Arguments#

TDS understands arguments as premise-conclusion structures. This means that any argument has a set of premises \(\left\{ a_1, a_2, ... a_n \right\}\), a rule of inference \(r\) and a conclusion \(c\). taupy does not implement the rule of inference since it assumes logical validity for any argument. Then, the logical structure of an argument is that of an implication: \(\left\{ a_1, a_2, ... a_n \right\} \to c\).

taupy implements arguments as implication relations from sympy, a package for symbolic computing in Python. taupy entirely relies on sympy for symbolic manipulation and some Boolean algebra. In other words, the taupy.Argument class is a sub-class of sympy.Implies.

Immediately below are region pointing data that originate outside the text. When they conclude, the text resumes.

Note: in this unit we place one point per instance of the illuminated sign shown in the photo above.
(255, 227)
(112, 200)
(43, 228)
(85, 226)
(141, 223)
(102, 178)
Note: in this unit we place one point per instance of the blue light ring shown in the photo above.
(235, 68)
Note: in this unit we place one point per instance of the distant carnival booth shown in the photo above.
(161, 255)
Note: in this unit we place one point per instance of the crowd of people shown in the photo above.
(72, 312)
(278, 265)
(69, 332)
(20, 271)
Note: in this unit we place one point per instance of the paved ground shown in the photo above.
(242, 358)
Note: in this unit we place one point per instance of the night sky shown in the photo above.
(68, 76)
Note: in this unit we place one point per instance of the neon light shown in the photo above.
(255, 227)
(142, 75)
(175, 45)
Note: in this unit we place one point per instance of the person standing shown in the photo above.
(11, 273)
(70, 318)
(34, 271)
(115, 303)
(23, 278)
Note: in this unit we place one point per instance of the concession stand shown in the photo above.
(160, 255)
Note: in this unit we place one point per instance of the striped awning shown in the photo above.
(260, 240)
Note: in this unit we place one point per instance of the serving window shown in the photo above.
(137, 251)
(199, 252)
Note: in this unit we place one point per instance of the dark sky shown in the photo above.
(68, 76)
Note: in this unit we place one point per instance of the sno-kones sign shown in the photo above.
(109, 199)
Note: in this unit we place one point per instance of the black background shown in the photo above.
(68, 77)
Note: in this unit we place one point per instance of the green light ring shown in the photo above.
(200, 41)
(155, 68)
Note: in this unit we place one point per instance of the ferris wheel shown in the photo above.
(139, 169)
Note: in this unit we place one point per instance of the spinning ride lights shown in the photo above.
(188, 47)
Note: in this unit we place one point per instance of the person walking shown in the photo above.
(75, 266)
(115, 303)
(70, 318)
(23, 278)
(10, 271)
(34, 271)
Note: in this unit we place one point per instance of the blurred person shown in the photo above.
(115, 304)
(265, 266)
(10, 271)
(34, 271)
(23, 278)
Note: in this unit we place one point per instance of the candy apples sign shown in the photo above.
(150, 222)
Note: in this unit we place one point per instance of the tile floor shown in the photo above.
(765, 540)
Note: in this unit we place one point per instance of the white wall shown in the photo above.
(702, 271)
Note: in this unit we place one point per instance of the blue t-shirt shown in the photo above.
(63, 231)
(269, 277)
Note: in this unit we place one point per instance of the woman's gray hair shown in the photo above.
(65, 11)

class taupy.basic.core.Argument(*args)[source]#

For the creation of Argument instances, sentence variables need to be present. In the interactive mode, it is recommended to create such objects as sympy.Symbol objects via the sympy.symbols() function. It is impossible to use sentence variables without declaring them first. This is due to a core principle in Python: every variable needs to be declared before it can be used.

from taupy import Argument
from sympy import symbols

a, b, c = symbols("a b c")
# Alternatively, but for limited amount of variables only:
# from sympy.abc import a, b, c, d, e, ...

Now that we have three sentence variables, we can construct a simple argument a1 with two premises and one conclusion:

a1 = Argument(a&b, ~c)

The premises a&b are conntected by the operator &, not by a comma. Premises and conclusion make up two parameters for the instance of an Argument, and these are separated by a ,. We have taken the negation of c as a premise here by using the sympy operator ~. Alternatively, we could have used sympy.Not(). We could have done the same for any of the premises. And we could have entered further premises by adding them with a &.